Reasons to be a Photographer
This is a difficult piece, and I’m not fully sure how to write about it. I’ll probably rewrite this blog several times, and it still won’t be right.
My then-boyfriend was a pack rat, and he had an extensive network of eccentric weirdos that enabled him with endless supply of rare oddities for him to pack. One day he decided to take ALL of his crafting supplies, dump them out on the livingroom floor, and “organize them.”
I wasn’t yet diagnosed with ADHD. I didn’t know why somethings caused a debilitating freeze responses. But I walked into what looked like ground zero for a bead bomb, and I felt like I couldn’t breathe. I wanted to cry and scream and burn the house down all at the same time. I sank into the couch for a good ten minutes trying to get a grip. And then I had a strangely calming thought: I had a camera.
I spent the next hour or so simply recording the items on my floor, perfectly framing them within the little box of a viewfinder. Containing it. I took items outside and arranged them nicely. I got inspired to create my own mess because I felt like I could handle it.
Later that semester, we were given a music video project for a class, which was the perfect home for all the footage I had of this day. My teacher commented about the irony of putting the song “Little Boxes,” a song about bland conformity, to images of chaotic creativity.
Not much later after that, the chaos that boyfriend brought into my life was too much for me to handle, and I left. Even later after that, his chaos became his end.
It’s been about eleven years since I made this video, ten years since we broke up, and five years since he died. In that time span, I’ve moved overseas and back again, learned a new language, gone through two new relationships, and survived a pandemic. I’ve dramatically had to start my life over twice. And I’m still finding corners of my life littered with bits of chaos he left behind, like moving boxes that I haven’t unpacked yet but can’t just throw away. And part of that is because that chaos isn’t just his, it’s also mine.

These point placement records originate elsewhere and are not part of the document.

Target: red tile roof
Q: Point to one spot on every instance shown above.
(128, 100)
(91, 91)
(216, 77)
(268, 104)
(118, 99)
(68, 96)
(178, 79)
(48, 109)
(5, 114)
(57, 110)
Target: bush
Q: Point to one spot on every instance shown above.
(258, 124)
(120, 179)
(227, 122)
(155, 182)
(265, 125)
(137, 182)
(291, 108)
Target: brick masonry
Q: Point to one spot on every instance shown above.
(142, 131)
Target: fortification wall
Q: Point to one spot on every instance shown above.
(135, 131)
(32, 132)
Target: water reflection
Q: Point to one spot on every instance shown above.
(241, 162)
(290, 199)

We had the same kind of chaos. I just learned how to compartmentalize my chaos so that it didn’t attract too much of the wrong attention. I became a photographer. I took the whole of myself and the whole of the world and made them meet in a single frame. It satisfies the internal drive to feel and connect with the external without being destructive (“destructive.”) He shouted his chaos from the rooftops; I rebranded mine as a career.
They say if you make a living doing what you love, you’ll never work a day in your life. That’s a lie. The only way to make a living is to make money, and, ina capitalist society, the only way to make money is to constantly be doing more than what is reasonable. As far as I can tell, happiness is a combination of dumb luck and constantly reminding yourself that it could always be worse. I don’t want to be a filmmaker or photographer. I don’t even think I want to make art, because it’s just a way to cope with not having value unless I can convince people that I do. It’s another box to put myself in. Artist. Photographer. It’s a box I have to choose because the alternative boxes would be literal boxes. Criminal. Dead.